Example of loading from a previously saved folder/path:

python
from haystack_integrations.document_stores.faiss import FAISSDocumentStore

# This loads `my_faiss_index.faiss` and `my_faiss_index.json` if they exist
document_store = FAISSDocumentStore(index_path="my_faiss_index")

# Alternatively, initialize first and then load explicitly
another_store = FAISSDocumentStore(embedding_dim=768)
another_store.load("my_faiss_index")

Supported Retrievers

FAISSEmbeddingRetriever: Retrieves documents from FAISSDocumentStore based on query embeddings.

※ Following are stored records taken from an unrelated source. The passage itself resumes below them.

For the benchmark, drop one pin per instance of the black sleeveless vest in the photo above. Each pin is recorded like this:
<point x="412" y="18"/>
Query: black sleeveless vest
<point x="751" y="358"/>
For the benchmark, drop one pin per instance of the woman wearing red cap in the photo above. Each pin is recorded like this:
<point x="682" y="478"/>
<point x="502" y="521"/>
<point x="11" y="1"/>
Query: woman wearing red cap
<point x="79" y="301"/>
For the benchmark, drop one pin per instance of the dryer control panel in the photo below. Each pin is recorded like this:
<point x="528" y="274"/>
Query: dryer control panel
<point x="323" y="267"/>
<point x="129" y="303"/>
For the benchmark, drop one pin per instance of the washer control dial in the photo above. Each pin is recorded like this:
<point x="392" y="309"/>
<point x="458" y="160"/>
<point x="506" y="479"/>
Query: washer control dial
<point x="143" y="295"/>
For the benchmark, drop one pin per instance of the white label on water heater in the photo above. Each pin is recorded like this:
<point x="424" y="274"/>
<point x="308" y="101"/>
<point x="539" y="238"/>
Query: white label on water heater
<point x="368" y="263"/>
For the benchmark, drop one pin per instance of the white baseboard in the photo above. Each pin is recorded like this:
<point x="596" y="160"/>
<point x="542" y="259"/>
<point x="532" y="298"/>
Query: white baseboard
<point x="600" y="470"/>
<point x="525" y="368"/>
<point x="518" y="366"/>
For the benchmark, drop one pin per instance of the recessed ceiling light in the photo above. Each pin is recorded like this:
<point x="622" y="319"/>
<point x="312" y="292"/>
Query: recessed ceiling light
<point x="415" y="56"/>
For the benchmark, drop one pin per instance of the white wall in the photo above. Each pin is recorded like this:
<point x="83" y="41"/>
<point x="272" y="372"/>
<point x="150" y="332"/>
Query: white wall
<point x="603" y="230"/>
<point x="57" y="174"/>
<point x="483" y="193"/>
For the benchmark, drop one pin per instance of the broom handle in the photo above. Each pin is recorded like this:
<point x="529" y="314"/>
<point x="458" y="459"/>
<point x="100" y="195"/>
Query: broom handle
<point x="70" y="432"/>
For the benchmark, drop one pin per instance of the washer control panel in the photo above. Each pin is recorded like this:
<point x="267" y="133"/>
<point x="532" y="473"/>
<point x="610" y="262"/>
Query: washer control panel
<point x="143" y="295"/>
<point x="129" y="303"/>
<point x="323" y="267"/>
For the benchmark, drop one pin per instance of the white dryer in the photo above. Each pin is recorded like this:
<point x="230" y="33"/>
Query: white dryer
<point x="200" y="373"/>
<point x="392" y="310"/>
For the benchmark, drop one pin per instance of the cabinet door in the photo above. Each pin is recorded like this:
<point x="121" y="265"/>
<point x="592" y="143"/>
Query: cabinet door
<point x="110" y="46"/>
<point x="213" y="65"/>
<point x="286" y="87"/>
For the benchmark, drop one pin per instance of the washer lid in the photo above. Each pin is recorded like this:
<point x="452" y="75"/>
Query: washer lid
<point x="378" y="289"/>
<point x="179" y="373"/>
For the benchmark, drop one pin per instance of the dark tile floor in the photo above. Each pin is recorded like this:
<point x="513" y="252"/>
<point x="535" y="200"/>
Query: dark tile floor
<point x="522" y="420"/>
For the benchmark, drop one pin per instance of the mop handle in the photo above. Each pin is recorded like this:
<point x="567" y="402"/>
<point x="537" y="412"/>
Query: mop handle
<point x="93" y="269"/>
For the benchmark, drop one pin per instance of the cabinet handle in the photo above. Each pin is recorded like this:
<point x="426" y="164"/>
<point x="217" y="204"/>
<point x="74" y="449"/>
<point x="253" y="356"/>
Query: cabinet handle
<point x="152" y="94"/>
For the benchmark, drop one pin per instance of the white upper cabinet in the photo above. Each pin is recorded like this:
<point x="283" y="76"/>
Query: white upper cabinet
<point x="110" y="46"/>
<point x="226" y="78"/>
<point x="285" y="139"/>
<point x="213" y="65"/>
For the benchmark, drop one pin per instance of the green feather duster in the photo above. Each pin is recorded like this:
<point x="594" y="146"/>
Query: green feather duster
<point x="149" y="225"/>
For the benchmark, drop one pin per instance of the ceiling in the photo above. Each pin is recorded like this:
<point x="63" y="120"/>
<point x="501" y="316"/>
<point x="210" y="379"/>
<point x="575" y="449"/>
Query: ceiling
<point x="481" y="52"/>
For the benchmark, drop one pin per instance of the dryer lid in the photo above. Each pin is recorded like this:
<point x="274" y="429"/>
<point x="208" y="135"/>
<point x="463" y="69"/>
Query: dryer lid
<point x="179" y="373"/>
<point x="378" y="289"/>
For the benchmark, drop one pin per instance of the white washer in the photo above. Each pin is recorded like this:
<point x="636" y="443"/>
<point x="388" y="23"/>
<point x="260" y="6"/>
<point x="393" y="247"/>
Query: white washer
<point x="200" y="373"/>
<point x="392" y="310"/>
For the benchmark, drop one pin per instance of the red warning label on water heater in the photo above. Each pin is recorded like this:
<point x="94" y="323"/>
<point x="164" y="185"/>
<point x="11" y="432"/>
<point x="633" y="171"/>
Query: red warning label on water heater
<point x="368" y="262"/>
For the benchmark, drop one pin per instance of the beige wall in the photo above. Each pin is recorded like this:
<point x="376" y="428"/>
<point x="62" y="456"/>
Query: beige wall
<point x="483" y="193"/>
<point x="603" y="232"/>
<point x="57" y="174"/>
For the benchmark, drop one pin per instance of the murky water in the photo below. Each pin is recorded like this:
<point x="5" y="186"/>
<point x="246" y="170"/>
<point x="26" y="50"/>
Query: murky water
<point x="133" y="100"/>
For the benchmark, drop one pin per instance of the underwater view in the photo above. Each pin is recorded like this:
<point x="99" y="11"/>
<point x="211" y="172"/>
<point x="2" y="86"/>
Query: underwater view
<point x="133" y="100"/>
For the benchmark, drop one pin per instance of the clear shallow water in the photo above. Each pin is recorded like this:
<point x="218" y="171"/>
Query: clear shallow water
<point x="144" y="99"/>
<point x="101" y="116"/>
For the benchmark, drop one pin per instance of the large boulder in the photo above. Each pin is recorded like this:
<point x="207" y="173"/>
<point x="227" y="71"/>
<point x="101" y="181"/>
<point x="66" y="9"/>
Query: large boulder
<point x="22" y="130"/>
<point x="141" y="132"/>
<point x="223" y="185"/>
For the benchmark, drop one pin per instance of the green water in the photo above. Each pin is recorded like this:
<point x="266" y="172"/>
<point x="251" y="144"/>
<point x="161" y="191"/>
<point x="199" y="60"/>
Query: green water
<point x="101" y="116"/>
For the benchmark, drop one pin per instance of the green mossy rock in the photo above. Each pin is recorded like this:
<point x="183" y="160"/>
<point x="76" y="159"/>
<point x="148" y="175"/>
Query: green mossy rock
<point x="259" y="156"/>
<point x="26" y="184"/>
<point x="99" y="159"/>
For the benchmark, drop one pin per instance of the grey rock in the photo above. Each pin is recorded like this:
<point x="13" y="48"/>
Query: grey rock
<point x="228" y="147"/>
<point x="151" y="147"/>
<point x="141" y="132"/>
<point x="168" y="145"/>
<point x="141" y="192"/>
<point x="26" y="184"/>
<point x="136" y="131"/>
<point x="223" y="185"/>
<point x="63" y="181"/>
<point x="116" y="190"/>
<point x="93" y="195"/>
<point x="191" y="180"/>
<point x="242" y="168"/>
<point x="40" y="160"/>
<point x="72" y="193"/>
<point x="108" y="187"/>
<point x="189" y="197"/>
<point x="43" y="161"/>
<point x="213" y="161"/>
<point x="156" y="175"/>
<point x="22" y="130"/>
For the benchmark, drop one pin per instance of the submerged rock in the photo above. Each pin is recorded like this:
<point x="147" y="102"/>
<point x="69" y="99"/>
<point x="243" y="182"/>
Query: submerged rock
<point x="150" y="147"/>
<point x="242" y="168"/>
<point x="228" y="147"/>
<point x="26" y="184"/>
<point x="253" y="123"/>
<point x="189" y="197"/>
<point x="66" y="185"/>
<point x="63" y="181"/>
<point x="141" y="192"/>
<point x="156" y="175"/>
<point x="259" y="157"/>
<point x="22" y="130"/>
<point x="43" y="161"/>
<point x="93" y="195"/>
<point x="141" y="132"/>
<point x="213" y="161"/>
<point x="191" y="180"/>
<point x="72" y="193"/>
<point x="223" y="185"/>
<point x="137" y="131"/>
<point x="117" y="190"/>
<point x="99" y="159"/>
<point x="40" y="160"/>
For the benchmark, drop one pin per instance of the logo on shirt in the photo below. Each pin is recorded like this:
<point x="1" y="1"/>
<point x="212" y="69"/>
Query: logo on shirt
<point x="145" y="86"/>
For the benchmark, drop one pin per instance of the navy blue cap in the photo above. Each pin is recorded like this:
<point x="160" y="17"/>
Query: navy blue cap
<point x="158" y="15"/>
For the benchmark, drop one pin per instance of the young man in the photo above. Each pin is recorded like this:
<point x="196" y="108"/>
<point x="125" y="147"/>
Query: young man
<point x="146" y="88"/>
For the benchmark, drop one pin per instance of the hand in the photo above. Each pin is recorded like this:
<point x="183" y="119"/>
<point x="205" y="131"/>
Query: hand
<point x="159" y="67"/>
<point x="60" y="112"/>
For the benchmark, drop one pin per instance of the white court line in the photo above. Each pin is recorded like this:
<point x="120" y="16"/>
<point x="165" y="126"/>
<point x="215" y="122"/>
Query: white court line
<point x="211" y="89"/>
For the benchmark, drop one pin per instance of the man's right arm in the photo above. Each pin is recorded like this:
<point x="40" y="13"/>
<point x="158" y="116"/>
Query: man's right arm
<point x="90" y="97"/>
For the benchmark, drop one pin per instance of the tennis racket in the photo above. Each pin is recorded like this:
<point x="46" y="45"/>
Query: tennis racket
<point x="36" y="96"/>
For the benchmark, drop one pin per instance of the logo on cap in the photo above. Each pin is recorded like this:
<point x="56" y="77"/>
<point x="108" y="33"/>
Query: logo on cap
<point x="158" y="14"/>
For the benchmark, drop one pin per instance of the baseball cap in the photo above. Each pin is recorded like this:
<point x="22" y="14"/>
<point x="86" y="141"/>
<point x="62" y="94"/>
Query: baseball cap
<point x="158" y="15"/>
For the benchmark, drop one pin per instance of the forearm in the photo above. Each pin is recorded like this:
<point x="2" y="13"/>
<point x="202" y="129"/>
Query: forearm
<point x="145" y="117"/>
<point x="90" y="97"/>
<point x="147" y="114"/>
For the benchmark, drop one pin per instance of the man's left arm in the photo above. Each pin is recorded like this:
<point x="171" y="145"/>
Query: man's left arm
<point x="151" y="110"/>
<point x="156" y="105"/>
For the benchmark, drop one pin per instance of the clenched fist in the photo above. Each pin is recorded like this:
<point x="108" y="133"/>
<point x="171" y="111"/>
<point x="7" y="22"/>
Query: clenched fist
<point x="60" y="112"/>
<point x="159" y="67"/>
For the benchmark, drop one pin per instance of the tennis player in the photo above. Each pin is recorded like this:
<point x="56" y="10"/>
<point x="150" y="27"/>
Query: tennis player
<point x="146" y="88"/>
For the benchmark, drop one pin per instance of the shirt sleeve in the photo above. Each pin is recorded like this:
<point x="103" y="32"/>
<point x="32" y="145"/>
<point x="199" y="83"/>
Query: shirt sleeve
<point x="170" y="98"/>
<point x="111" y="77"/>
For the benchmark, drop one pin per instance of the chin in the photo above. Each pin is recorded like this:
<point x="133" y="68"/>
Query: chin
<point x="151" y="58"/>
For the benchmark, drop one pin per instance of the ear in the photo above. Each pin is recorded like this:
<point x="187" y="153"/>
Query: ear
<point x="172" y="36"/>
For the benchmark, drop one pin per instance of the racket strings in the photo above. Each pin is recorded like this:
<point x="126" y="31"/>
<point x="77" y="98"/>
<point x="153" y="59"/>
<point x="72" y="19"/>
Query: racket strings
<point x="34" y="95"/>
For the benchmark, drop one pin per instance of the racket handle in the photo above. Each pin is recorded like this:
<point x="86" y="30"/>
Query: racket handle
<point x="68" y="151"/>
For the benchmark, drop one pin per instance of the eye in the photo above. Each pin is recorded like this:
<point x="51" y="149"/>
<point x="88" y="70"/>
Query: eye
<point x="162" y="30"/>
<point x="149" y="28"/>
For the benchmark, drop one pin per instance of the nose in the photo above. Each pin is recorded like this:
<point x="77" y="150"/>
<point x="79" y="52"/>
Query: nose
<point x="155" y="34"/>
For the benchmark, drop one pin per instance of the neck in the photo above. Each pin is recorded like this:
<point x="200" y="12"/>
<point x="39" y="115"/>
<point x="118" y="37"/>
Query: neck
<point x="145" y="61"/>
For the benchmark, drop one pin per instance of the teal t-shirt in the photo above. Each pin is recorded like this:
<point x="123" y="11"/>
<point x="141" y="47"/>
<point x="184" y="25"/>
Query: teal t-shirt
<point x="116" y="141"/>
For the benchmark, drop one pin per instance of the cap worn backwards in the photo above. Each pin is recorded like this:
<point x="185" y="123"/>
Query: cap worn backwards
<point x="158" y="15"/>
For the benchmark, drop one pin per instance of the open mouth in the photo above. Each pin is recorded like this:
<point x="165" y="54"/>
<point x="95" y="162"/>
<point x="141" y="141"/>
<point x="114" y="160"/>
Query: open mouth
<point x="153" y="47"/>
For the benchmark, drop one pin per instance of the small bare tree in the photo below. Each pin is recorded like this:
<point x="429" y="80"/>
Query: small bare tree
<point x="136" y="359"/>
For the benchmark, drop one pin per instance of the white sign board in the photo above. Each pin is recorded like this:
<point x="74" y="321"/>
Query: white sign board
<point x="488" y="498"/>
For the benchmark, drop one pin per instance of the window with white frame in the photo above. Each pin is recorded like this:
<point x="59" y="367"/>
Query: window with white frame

Fixing OpenMP Runtime Conflicts on macOS

Symptoms

You may encounter one or both of the following errors at runtime:

OMP: Error #15: Initializing libomp.dylib, but found libomp.dylib already initialized.
OMP: Hint This means that multiple copies of the OpenMP runtime have been linked into the program.
resource_tracker: There appear to be 1 leaked semaphore objects to clean up at shutdown

If setting OMP_NUM_THREADS=1 prevents the crash, the root cause is multiple OpenMP runtimes loaded simultaneously. Each runtime maintains its own thread pool and thread-local storage (TLS). When two runtimes spin up worker threads at the same time, they corrupt each other's memory — causing segfaults at N > 1 threads.


Diagnosis

First, find how many copies of libomp.dylib exist in your virtual environment:

bash
find /path/to/your/.venv -name "libomp.dylib" 2>/dev/null

If you see more than one, e.g.:

.venv/lib/pythonX.Y/site-packages/torch/lib/libomp.dylib
.venv/lib/pythonX.Y/site-packages/sklearn/.dylibs/libomp.dylib
.venv/lib/pythonX.Y/site-packages/faiss/.dylibs/libomp.dylib

you need to consolidate them into a single runtime.


Fix

The solution is to pick one canonical libomp.dylib (torch's is a good choice) and replace all other copies with symlinks pointing to it.

For each duplicate, delete the copy and replace it with a symlink:

bash
# Delete the duplicate
rm /path/to/.venv/lib/pythonX.Y/site-packages/<package>/.dylibs/libomp.dylib

# Replace with a symlink to the canonical copy
ln -s /path/to/.venv/lib/pythonX.Y/site-packages/torch/lib/libomp.dylib \
/path/to/.venv/lib/pythonX.Y/site-packages/<package>/.dylibs/libomp.dylib

Repeat for every duplicate found. Because these packages use @loader_path-relative references to load libomp.dylib, the symlink will be transparently resolved to the single canonical runtime at load time.


Verify

After applying the fix, confirm only one unique libomp.dylib is being referenced:

bash
find /path/to/your/.venv -name "*.so" | xargs otool -L 2>/dev/null | grep libomp | sort -u

All entries should resolve to the same canonical path. You should now be able to run without OMP_NUM_THREADS=1.